Cubes just don't work :(
Probably something in the calling code before the shader.

It's on my todo list but first concentrate on destruction entry

Xetick:
The pouet thread(s) are a wealth of information when it comes to raymarching.

For the ones that want to see some example of what can be done with raymarching

The following two are essentially a bunch of sin/cos values and thats the fun part with it. The work/reward ration is really good with raymarching.
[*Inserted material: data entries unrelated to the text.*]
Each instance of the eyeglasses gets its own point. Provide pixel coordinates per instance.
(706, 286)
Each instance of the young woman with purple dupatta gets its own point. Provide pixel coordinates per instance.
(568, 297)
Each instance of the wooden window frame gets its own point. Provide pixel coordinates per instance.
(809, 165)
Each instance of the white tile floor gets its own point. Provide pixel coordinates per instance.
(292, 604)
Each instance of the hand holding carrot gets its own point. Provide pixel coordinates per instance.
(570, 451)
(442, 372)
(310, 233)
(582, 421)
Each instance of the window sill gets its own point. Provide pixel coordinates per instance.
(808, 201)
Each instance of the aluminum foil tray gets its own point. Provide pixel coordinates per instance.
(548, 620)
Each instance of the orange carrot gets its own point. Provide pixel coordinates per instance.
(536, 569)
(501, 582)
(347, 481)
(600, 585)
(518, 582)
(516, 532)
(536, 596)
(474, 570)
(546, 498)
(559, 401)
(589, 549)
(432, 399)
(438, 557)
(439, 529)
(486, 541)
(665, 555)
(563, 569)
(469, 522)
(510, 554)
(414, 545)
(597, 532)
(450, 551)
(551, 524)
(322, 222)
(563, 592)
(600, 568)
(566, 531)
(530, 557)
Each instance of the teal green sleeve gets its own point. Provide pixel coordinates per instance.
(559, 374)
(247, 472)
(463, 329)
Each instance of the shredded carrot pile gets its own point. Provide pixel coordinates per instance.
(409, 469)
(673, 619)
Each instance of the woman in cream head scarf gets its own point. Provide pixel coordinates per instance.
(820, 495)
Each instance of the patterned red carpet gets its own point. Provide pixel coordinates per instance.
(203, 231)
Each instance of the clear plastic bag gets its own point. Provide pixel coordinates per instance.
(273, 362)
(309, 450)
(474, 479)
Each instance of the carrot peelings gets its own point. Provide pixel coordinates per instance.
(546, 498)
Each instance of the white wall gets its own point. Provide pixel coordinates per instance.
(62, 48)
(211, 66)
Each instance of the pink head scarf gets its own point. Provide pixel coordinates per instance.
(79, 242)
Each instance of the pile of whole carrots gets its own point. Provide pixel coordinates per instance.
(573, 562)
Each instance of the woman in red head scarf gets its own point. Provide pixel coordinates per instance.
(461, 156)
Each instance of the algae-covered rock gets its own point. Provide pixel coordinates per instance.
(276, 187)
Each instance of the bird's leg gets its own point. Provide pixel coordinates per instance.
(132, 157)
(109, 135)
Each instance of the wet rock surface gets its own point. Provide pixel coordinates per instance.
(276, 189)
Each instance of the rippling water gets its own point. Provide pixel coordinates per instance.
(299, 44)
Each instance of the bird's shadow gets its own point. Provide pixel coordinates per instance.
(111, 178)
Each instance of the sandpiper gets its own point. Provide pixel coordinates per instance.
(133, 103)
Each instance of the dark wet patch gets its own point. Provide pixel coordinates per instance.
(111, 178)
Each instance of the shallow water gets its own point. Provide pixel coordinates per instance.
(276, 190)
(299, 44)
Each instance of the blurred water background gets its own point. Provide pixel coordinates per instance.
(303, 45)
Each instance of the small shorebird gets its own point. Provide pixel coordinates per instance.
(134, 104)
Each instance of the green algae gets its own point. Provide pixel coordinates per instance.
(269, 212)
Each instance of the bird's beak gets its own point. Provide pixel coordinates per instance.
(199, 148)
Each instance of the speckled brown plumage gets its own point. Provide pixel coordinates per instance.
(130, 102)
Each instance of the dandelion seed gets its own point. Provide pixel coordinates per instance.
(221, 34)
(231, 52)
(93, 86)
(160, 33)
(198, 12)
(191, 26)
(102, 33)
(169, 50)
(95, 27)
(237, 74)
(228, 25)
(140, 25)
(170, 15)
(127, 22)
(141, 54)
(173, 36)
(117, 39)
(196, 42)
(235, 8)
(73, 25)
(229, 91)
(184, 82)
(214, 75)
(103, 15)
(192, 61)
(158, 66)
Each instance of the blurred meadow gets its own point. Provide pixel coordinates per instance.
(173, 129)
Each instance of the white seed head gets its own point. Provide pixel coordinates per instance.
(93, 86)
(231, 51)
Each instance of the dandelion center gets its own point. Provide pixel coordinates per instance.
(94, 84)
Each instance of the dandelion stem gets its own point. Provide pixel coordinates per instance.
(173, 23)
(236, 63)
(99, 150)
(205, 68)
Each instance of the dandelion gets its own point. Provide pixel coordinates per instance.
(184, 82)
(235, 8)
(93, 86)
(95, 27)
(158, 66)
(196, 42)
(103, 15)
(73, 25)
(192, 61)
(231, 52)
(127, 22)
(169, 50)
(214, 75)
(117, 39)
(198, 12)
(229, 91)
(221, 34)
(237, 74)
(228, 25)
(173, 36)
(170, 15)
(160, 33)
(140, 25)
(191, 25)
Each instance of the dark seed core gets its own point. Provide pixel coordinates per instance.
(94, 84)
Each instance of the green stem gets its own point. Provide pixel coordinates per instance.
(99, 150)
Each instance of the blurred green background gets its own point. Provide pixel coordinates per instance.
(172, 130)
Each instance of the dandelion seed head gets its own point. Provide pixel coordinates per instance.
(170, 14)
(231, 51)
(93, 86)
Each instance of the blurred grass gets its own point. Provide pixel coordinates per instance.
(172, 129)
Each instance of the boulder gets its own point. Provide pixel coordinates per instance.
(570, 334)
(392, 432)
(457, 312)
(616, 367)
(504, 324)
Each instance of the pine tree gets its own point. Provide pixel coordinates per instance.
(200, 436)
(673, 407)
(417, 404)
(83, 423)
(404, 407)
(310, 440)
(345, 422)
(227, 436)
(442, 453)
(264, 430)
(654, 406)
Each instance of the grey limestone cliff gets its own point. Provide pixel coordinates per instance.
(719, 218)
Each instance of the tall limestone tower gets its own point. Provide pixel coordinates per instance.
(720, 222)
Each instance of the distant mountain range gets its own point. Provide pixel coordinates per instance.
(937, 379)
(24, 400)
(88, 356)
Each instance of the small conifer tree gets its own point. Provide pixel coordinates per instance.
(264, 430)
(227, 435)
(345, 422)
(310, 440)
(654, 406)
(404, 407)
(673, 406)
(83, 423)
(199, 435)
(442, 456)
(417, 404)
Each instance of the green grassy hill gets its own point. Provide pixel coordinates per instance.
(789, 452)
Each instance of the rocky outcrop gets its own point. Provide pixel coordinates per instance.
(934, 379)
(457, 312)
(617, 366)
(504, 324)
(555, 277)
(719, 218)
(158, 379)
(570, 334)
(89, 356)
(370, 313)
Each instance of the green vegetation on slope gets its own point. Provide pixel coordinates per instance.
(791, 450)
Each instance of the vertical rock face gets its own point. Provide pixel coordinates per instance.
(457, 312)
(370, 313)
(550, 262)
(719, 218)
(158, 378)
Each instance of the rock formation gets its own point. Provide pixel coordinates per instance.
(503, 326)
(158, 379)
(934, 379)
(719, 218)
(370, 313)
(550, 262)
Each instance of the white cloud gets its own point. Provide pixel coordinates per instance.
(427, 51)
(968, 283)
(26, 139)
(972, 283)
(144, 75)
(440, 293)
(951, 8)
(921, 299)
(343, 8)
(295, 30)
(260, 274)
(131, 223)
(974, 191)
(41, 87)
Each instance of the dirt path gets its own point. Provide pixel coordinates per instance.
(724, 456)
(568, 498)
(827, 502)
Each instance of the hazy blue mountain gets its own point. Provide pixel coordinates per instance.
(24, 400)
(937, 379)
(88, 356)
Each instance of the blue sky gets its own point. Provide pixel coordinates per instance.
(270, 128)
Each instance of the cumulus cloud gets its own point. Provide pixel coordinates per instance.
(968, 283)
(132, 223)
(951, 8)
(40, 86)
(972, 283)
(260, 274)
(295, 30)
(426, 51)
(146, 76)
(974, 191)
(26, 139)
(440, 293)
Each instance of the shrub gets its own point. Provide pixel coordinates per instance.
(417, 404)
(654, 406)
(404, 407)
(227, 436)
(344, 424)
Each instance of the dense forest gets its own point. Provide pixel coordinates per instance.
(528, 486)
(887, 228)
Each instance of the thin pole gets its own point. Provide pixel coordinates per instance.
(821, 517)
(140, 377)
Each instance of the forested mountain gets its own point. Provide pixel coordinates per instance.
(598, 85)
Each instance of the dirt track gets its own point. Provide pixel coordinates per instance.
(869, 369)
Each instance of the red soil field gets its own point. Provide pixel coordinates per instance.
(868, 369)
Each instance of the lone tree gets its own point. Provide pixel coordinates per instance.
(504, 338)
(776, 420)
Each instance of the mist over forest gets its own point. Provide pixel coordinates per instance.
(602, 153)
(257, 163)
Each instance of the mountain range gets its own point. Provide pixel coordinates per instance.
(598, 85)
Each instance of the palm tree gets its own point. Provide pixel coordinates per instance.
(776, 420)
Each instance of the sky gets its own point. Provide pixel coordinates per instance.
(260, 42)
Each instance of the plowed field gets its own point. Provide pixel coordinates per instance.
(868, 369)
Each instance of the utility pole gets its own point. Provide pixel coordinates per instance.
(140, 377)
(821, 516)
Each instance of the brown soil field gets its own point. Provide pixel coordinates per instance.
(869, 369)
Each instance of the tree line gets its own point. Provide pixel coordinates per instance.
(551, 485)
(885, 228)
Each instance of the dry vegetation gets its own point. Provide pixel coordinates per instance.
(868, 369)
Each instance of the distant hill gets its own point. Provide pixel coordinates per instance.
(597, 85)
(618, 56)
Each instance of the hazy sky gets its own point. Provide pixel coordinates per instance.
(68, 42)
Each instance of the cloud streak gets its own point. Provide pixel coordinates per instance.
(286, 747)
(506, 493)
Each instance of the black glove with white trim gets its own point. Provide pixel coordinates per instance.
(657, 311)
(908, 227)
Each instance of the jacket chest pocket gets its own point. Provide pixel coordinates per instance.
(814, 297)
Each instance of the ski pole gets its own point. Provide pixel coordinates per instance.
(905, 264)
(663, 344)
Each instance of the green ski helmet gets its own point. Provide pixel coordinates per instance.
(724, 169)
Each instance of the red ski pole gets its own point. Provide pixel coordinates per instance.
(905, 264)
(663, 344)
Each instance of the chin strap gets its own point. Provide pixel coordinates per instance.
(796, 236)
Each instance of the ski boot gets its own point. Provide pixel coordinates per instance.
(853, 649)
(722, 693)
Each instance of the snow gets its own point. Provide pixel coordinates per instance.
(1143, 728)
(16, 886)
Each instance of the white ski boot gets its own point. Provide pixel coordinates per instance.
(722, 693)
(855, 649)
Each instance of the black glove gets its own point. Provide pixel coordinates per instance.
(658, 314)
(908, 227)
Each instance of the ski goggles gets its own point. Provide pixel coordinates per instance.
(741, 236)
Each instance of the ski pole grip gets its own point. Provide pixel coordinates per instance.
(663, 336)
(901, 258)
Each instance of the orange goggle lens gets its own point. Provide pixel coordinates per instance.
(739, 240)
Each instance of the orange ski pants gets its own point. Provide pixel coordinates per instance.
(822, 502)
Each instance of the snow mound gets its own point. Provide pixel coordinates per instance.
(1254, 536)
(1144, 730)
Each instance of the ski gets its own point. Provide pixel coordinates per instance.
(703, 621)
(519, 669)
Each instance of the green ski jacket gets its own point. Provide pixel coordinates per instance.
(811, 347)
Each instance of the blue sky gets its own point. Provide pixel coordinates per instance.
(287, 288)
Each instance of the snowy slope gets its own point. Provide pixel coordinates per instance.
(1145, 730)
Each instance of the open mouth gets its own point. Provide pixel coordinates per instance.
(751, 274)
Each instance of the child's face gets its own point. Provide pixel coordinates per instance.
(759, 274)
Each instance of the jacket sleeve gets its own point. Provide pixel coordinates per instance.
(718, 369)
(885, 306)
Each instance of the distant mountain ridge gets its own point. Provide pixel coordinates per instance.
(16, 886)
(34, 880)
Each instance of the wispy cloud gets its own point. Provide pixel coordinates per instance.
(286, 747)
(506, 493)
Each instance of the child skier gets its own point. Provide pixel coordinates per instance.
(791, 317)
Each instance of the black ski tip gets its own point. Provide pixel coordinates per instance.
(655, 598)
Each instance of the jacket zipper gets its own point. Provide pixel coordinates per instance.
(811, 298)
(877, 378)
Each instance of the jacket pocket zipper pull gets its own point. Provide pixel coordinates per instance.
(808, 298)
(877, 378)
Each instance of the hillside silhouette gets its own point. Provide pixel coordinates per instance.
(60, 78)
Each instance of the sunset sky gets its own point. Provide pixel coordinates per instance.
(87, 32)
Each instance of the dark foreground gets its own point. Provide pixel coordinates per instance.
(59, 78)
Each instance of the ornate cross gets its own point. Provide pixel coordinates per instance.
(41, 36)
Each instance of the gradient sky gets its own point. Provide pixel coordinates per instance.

Once you have something working it requires very little work to make interesting scenes.

This isn't realtime though, 1fps I heard. But has global illumination. I really like the design and how this is synced to the music.

Haven't looked into it that much but it's certainly on my list of things to do

combatking0:
I've always wanted to try 3D rendering software, but found the big contenders (including "Maya") to be too processor intensive and fiddly to use.

I think I'll give RenderMonkey a try.

Does the term raymarching refer to a lighting effect or a distortion effect?